In two years, the experimental building has shown a 16% decrease in energy usage when compared to an identical control building. However, the experimental building is currently averaging 56,600 kWh of yearly energy use, while its rooftop solar array only generates an average of 22,300 kWh per year. Thus, for the solar array to meet the building’s energy needs, residents must reduce their yearly energy use by 60%! In the next phase of the Green Rehab Experiment, team members will engage occupants to introduce them to energy-saving habits and challenge them to meet this ambitious energy reduction target.

Is a 60% reduction feasible? An initial examination of energy usage data collected as part of the project has already yielded insight into opportunities for considerable energy savings.

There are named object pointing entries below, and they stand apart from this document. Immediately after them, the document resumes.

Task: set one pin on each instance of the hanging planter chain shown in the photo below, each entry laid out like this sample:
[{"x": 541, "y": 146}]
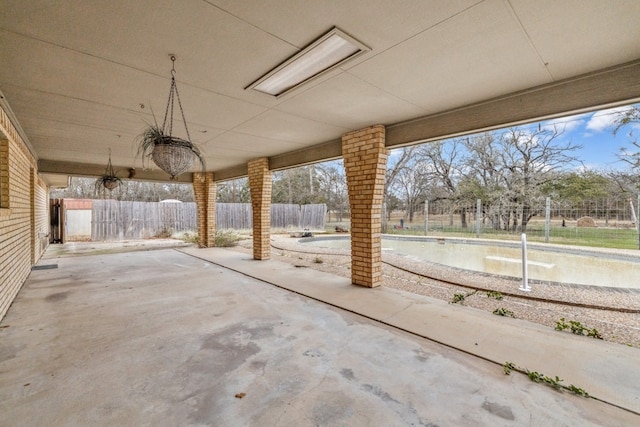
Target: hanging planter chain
[
  {"x": 167, "y": 128},
  {"x": 170, "y": 153}
]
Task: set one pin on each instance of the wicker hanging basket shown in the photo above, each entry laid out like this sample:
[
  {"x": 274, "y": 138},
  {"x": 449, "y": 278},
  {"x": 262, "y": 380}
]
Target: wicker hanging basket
[
  {"x": 172, "y": 158},
  {"x": 108, "y": 180},
  {"x": 171, "y": 154}
]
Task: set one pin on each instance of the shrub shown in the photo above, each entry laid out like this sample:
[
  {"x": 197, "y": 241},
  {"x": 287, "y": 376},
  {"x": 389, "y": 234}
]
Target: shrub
[{"x": 226, "y": 238}]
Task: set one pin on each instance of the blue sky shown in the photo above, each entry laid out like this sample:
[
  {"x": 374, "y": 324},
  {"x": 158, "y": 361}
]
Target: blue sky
[{"x": 594, "y": 131}]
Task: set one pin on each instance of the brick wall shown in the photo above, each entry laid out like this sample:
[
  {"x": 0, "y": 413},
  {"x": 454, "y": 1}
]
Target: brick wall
[
  {"x": 365, "y": 160},
  {"x": 204, "y": 188},
  {"x": 24, "y": 213},
  {"x": 260, "y": 187}
]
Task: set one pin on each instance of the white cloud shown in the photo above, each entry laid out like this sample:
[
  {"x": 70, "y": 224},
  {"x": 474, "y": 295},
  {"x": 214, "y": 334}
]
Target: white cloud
[
  {"x": 565, "y": 124},
  {"x": 605, "y": 119}
]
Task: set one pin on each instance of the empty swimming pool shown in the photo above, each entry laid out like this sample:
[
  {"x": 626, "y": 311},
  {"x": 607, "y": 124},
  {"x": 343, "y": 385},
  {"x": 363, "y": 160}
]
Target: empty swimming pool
[{"x": 549, "y": 263}]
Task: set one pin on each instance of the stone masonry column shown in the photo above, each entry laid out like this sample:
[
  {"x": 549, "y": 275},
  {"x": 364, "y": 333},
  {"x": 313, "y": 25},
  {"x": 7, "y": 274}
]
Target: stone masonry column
[
  {"x": 365, "y": 161},
  {"x": 260, "y": 187},
  {"x": 204, "y": 188}
]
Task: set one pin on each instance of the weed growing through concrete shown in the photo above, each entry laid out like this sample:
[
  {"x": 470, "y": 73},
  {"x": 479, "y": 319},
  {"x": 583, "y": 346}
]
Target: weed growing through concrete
[
  {"x": 457, "y": 298},
  {"x": 226, "y": 238},
  {"x": 495, "y": 295},
  {"x": 538, "y": 377},
  {"x": 460, "y": 298},
  {"x": 503, "y": 312},
  {"x": 577, "y": 328}
]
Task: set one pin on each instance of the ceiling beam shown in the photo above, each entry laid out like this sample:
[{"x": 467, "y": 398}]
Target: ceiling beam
[
  {"x": 605, "y": 88},
  {"x": 91, "y": 170},
  {"x": 318, "y": 153}
]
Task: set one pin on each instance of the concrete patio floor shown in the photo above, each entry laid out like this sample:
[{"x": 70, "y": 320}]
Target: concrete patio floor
[{"x": 203, "y": 337}]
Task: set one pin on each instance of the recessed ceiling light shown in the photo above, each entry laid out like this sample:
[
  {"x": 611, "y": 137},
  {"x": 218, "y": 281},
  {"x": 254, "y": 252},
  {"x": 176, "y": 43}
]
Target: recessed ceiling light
[{"x": 326, "y": 53}]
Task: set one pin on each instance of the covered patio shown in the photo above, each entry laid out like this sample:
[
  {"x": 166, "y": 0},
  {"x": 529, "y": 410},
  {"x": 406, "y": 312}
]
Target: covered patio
[{"x": 80, "y": 81}]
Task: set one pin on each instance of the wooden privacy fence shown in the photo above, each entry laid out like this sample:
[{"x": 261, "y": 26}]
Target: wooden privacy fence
[
  {"x": 239, "y": 216},
  {"x": 118, "y": 220}
]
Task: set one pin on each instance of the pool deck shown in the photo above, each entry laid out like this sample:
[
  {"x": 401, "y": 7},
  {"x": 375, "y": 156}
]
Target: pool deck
[{"x": 211, "y": 337}]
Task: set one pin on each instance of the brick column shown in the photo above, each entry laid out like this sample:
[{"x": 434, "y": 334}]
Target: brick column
[
  {"x": 260, "y": 187},
  {"x": 365, "y": 161},
  {"x": 204, "y": 188}
]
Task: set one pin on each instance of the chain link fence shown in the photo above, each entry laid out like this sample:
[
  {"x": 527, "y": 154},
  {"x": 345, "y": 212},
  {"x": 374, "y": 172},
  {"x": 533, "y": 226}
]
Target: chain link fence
[{"x": 597, "y": 223}]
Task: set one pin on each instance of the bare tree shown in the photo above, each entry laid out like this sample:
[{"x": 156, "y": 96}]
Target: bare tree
[
  {"x": 393, "y": 170},
  {"x": 531, "y": 160},
  {"x": 629, "y": 118}
]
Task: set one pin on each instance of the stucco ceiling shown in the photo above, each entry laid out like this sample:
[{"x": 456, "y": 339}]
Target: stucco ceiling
[{"x": 83, "y": 77}]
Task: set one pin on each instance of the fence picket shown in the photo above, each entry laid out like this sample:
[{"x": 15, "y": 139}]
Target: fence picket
[{"x": 120, "y": 220}]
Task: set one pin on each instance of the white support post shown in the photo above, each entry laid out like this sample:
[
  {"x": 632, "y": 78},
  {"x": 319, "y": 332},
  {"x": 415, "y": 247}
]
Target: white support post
[
  {"x": 478, "y": 217},
  {"x": 426, "y": 217},
  {"x": 547, "y": 220},
  {"x": 525, "y": 276}
]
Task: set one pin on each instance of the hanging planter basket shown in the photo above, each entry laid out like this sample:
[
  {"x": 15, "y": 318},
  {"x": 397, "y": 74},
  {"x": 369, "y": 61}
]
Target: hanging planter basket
[
  {"x": 171, "y": 154},
  {"x": 108, "y": 180}
]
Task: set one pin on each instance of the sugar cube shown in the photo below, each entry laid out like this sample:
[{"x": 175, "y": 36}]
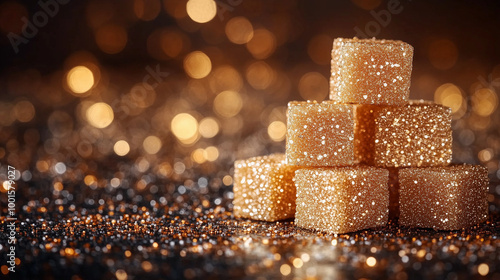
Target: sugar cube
[
  {"x": 264, "y": 188},
  {"x": 342, "y": 199},
  {"x": 414, "y": 135},
  {"x": 443, "y": 198},
  {"x": 320, "y": 134},
  {"x": 370, "y": 71}
]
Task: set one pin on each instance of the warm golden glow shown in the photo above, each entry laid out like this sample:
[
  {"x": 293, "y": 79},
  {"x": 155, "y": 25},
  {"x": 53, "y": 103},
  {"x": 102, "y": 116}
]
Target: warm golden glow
[
  {"x": 198, "y": 156},
  {"x": 371, "y": 261},
  {"x": 277, "y": 131},
  {"x": 209, "y": 127},
  {"x": 262, "y": 44},
  {"x": 184, "y": 127},
  {"x": 121, "y": 148},
  {"x": 211, "y": 153},
  {"x": 239, "y": 30},
  {"x": 152, "y": 144},
  {"x": 443, "y": 54},
  {"x": 24, "y": 111},
  {"x": 260, "y": 75},
  {"x": 147, "y": 9},
  {"x": 451, "y": 96},
  {"x": 100, "y": 115},
  {"x": 228, "y": 103},
  {"x": 111, "y": 39},
  {"x": 80, "y": 79},
  {"x": 197, "y": 65},
  {"x": 483, "y": 269},
  {"x": 484, "y": 102},
  {"x": 201, "y": 11},
  {"x": 313, "y": 86}
]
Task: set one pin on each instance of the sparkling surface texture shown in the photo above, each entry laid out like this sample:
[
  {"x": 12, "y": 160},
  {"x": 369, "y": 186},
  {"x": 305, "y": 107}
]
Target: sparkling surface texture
[
  {"x": 444, "y": 198},
  {"x": 342, "y": 199},
  {"x": 264, "y": 188},
  {"x": 369, "y": 71},
  {"x": 417, "y": 134},
  {"x": 320, "y": 134}
]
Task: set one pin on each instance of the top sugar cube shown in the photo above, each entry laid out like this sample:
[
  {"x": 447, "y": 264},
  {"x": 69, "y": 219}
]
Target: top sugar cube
[{"x": 369, "y": 71}]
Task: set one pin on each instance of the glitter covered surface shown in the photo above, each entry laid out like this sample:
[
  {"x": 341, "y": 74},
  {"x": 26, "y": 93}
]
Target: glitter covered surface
[
  {"x": 369, "y": 71},
  {"x": 320, "y": 134},
  {"x": 445, "y": 198},
  {"x": 264, "y": 188},
  {"x": 342, "y": 199},
  {"x": 417, "y": 134}
]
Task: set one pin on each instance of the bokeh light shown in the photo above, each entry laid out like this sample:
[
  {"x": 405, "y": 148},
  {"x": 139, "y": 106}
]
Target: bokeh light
[
  {"x": 121, "y": 148},
  {"x": 209, "y": 127},
  {"x": 80, "y": 79},
  {"x": 152, "y": 144},
  {"x": 277, "y": 131},
  {"x": 197, "y": 65},
  {"x": 451, "y": 96},
  {"x": 185, "y": 127},
  {"x": 100, "y": 115},
  {"x": 484, "y": 102},
  {"x": 239, "y": 30},
  {"x": 201, "y": 11}
]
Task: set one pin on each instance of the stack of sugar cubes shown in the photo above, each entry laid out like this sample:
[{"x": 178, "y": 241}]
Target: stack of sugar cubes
[{"x": 365, "y": 157}]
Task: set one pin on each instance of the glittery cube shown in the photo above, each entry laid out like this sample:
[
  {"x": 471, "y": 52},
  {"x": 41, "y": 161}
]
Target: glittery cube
[
  {"x": 414, "y": 135},
  {"x": 320, "y": 134},
  {"x": 369, "y": 71},
  {"x": 342, "y": 199},
  {"x": 443, "y": 198},
  {"x": 264, "y": 188}
]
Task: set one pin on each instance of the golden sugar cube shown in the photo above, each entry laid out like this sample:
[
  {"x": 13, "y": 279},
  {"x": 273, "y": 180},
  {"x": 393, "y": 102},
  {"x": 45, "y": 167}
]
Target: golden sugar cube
[
  {"x": 417, "y": 134},
  {"x": 264, "y": 188},
  {"x": 342, "y": 199},
  {"x": 443, "y": 198},
  {"x": 370, "y": 71},
  {"x": 320, "y": 134}
]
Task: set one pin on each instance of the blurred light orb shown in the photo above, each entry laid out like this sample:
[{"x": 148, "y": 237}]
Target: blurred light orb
[
  {"x": 209, "y": 127},
  {"x": 80, "y": 79},
  {"x": 239, "y": 30},
  {"x": 277, "y": 131},
  {"x": 152, "y": 144},
  {"x": 184, "y": 127},
  {"x": 99, "y": 115},
  {"x": 201, "y": 11},
  {"x": 211, "y": 153},
  {"x": 484, "y": 102},
  {"x": 121, "y": 148},
  {"x": 449, "y": 95},
  {"x": 197, "y": 65},
  {"x": 228, "y": 103}
]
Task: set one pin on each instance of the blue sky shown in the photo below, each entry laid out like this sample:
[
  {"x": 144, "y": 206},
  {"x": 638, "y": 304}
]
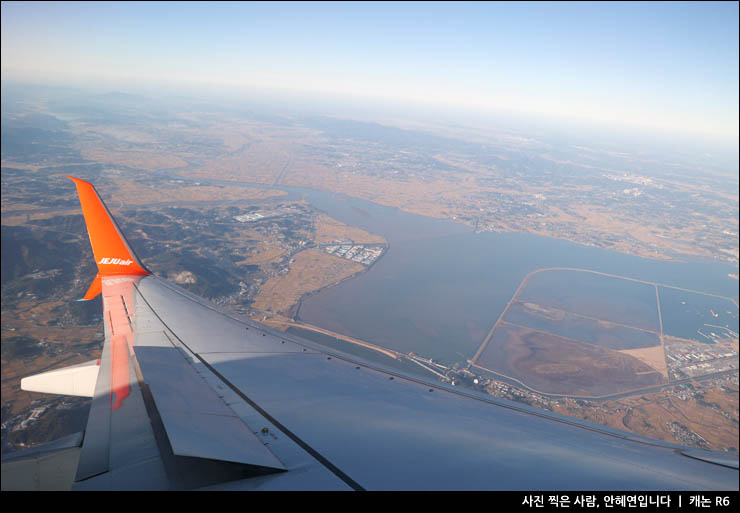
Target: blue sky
[{"x": 664, "y": 66}]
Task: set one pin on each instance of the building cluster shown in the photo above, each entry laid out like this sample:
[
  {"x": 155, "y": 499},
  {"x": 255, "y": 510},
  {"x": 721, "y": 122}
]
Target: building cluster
[
  {"x": 362, "y": 254},
  {"x": 693, "y": 360},
  {"x": 266, "y": 214}
]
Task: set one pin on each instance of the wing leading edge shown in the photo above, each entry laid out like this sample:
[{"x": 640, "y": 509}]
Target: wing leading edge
[{"x": 188, "y": 396}]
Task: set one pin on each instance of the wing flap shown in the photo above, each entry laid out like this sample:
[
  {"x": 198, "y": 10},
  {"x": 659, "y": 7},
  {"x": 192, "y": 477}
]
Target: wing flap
[
  {"x": 78, "y": 380},
  {"x": 197, "y": 421}
]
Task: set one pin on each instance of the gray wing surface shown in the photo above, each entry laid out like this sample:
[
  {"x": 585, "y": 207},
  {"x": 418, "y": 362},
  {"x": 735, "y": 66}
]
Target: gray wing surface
[{"x": 221, "y": 403}]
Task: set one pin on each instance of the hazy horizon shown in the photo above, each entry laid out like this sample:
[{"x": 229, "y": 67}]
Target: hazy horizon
[{"x": 673, "y": 75}]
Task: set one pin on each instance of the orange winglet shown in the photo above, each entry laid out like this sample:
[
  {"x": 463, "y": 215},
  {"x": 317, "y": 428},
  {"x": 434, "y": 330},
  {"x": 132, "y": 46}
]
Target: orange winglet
[{"x": 112, "y": 253}]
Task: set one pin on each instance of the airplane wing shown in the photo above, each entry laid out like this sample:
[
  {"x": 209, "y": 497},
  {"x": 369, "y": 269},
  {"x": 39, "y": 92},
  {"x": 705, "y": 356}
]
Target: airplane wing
[{"x": 188, "y": 396}]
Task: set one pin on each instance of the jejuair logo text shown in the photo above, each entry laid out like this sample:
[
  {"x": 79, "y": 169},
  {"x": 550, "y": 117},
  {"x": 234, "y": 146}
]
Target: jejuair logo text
[{"x": 116, "y": 261}]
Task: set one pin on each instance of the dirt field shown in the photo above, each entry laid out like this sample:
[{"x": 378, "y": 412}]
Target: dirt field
[
  {"x": 556, "y": 365},
  {"x": 310, "y": 270}
]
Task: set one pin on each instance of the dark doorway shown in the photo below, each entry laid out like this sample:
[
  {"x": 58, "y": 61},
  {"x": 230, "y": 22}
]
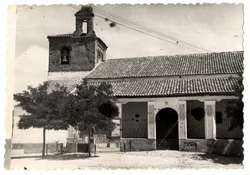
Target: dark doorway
[{"x": 167, "y": 129}]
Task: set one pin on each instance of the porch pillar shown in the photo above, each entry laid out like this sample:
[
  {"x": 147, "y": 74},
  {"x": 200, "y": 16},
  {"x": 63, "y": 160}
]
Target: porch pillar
[
  {"x": 151, "y": 121},
  {"x": 182, "y": 120},
  {"x": 210, "y": 126},
  {"x": 117, "y": 132}
]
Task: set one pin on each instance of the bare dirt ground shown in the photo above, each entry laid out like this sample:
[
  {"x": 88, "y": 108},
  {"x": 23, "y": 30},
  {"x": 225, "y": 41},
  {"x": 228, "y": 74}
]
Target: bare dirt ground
[{"x": 134, "y": 160}]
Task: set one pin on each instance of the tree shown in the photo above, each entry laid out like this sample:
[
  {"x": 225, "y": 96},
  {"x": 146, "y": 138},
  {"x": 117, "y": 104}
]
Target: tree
[
  {"x": 91, "y": 106},
  {"x": 234, "y": 107},
  {"x": 44, "y": 109}
]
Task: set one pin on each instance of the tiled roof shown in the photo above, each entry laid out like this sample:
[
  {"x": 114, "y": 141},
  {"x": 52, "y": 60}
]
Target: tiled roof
[
  {"x": 178, "y": 65},
  {"x": 173, "y": 87},
  {"x": 168, "y": 87}
]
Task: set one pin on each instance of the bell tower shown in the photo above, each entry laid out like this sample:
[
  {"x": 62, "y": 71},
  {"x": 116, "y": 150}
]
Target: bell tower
[
  {"x": 76, "y": 54},
  {"x": 84, "y": 16}
]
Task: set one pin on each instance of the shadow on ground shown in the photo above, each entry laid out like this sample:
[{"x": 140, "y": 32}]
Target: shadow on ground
[
  {"x": 220, "y": 159},
  {"x": 67, "y": 157},
  {"x": 57, "y": 157}
]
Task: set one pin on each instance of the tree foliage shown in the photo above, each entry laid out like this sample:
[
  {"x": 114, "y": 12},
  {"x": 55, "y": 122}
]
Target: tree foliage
[
  {"x": 44, "y": 109},
  {"x": 91, "y": 106},
  {"x": 234, "y": 107}
]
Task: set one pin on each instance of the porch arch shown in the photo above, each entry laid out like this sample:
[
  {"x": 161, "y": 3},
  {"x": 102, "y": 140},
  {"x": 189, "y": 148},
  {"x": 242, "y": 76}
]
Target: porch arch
[{"x": 167, "y": 129}]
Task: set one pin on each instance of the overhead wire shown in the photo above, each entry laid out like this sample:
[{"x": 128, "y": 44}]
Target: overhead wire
[
  {"x": 171, "y": 39},
  {"x": 139, "y": 28}
]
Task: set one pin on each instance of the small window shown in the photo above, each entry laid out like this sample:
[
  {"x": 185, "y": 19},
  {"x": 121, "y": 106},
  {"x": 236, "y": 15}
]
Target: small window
[
  {"x": 218, "y": 117},
  {"x": 65, "y": 55}
]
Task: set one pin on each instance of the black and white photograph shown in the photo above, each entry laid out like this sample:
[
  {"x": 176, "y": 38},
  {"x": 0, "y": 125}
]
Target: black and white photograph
[{"x": 126, "y": 86}]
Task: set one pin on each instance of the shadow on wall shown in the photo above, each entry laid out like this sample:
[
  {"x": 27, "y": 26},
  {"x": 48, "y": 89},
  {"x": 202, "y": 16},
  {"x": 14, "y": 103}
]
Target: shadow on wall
[{"x": 225, "y": 160}]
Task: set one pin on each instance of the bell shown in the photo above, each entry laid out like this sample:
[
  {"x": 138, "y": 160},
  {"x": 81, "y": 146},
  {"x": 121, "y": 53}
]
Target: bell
[{"x": 65, "y": 59}]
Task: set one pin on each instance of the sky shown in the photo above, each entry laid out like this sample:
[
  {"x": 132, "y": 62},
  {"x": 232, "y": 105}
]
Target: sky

The usage data has shown that a few units account for a significant amount of the total energy use, while other units use drastically less. Figure 1 below shows the total building energy use by category (in blue) and the projected total energy use (in red) for each category if all units matched the usage of the lowest user per category for October 2016.

Figure 1: Energy usage data for October 2016. The blue bars depict the actual building energy usage by category. The red bars show the projected total building energy use by category if all units matched the energy usage of the unit with smallest energy expenditure for a given category.
*Hot water energy consumption is not metered by unit. However, it is expected that significant energy savings are possible for water heating.
**Total (both actual and projected) includes all categories except hot water.

What is most exciting about this phase of the project is its applicability to the entire Washington University community. The plot above details the massive impact that lifestyle and habits can have on energy consumption. A greater than 60% reduction in energy consumption can result by simply matching the habits of the most efficient energy users.

The Green Rehab team plans to explore simple steps that occupants of the experimental building and members of the broader university community can take to achieve and improve upon these extensive reductions in their own energy consumption. Such steps will include hang drying clothes, using low-flow shower heads, washing clothes with cold water, properly adjusting thermostats, and of course, turning off the lights when leaving a room.